Money Talks: 5 Ways To Boost Solution Provider Revenue3:00 PM EST Mon. Aug. 19, 2013
If the rise of the cloud has told us anything, it's that the technology market can move pretty fast. For solution providers, this pace of change can be a challenge, as many of the ways the channel traditionally made money become less and less reliable.
But there are certain best practices a solution provider can adopt to ensure long-term success, according to Paul Dippell, CEO of Service Leadership, a channel-focused consultancy dedicated to helping solution providers run more profitable businesses.
During his opening General Session at UBM Channel's XChange 2013 event, taking place this week in Washington, D.C., Dippell shared five ways solution providers can make more money starting today. Here's a look.

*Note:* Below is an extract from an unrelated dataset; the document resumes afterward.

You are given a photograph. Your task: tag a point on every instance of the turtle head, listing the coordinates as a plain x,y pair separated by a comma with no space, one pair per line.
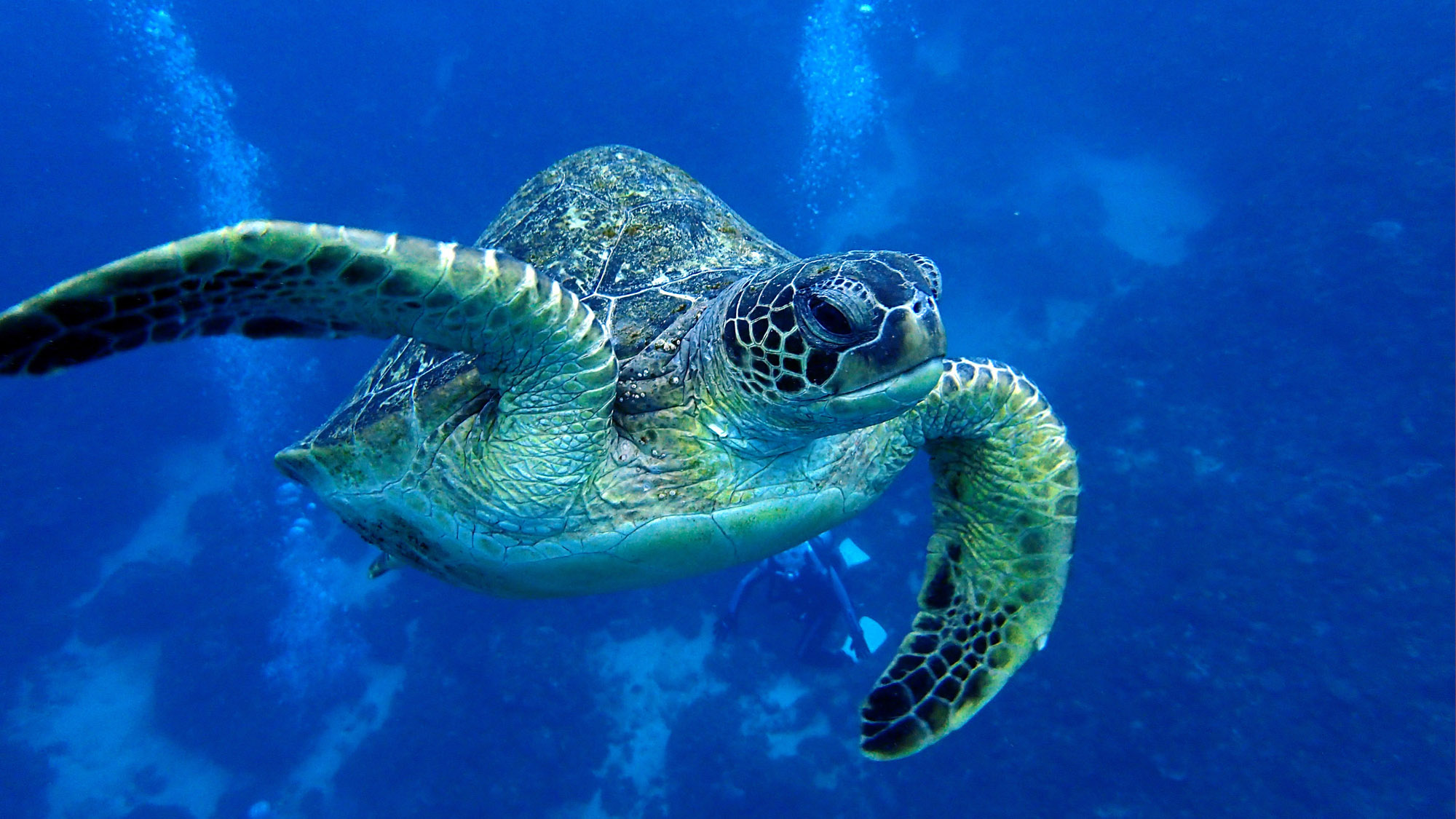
828,344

When it comes to best practices for running a solution provider business, Dippell stressed that there isn't a one-size-fits-all approach. In fact, those best practices vary greatly depending on whether a solution provider runs a product-, break/fix- or services-driven business.
In a break/fix-driven model, Dippell said, the more work a solution provider drives per customer, the more profitable that business is. But, in a managed services-driven model, it's the opposite; the less work per customer, the more profitable the business. Solution providers have to keep this top of mind, he said, and manage their different install bases accordingly.
"It pays for you to know which of these lines of business is predominant for you because best practices appropriate to that line of business are what are actually going to produce a result," Dippell said. "If you are still break/fix-centric and are implementing managed services best practices, your profitability will go down."
While investing in a private cloud business may seem like a no-brainer, Dippell urged solution providers to think twice before taking the leap -- at least for right now.
According to Dippell, the private cloud business is an especially risky one for solution providers, largely because the market itself is still so immature. "If you are doing any private cloud right now, you know that Microsoft and VMware are in a knock-down, drag-out fight to win that market, so major parts of your licensing costs are zooming up and down all the time."
Dippell said his prediction is that only 5 percent of the solution providers building private cloud infrastructures will still be in that line of business in a couple of years. For now, he suggested solution providers instead stick to white-labeling private clouds that are "wrapped deeply in layers of managed services" and leveraging that brand.
When it comes to selling managed services, don't assume you have to sell them at market price, Dippell urged solution providers. "It's a false assumption," he said.
Many solution providers fear customers won't pay more than market price for services, but that's not necessarily the case, Dippell told the crowd. In fact, he said, best-in-class managed service providers never stick to market prices. As long as your value proposition is rock-solid, and you are targeting the right customers, selling services above market price is completely feasible, Dippell told solution providers.
"Stop market pricing. You can't make money at it," he said. "The best-in-class, SMB managed service providers, regardless of whether they are in a major market or a fourth-tier market, are charging north of $150 a user, a month for fully managed services."
For a solution provider, sometimes less is more, Dippell said.
According to research done by Service Leadership, the most successful solution providers on the market today sell the narrowest range of offerings and stick to only a handful of loyal vendors. This, he said, helps them standardize their technology stacks across clients and, ultimately, launch into other, adjacent markets.
"The fastest-growth solution providers with the highest profit sell the narrowest range of stuff," Dippell said. "They are extremely loyal to key vendors, and they standardize the stack."
For long-term success, solution providers should target customers who are spending more on operational, rather than capital or up-front, expenses, Dippell said. These operational expenses are tied closely to managed services and the cloud, rather than one-off product-driven sales, he added.
"For the last five years, the profitability of the solution providers that have depended on the customer making capital expenses has turned solidly down," Dippell said. "They are fighting a tide."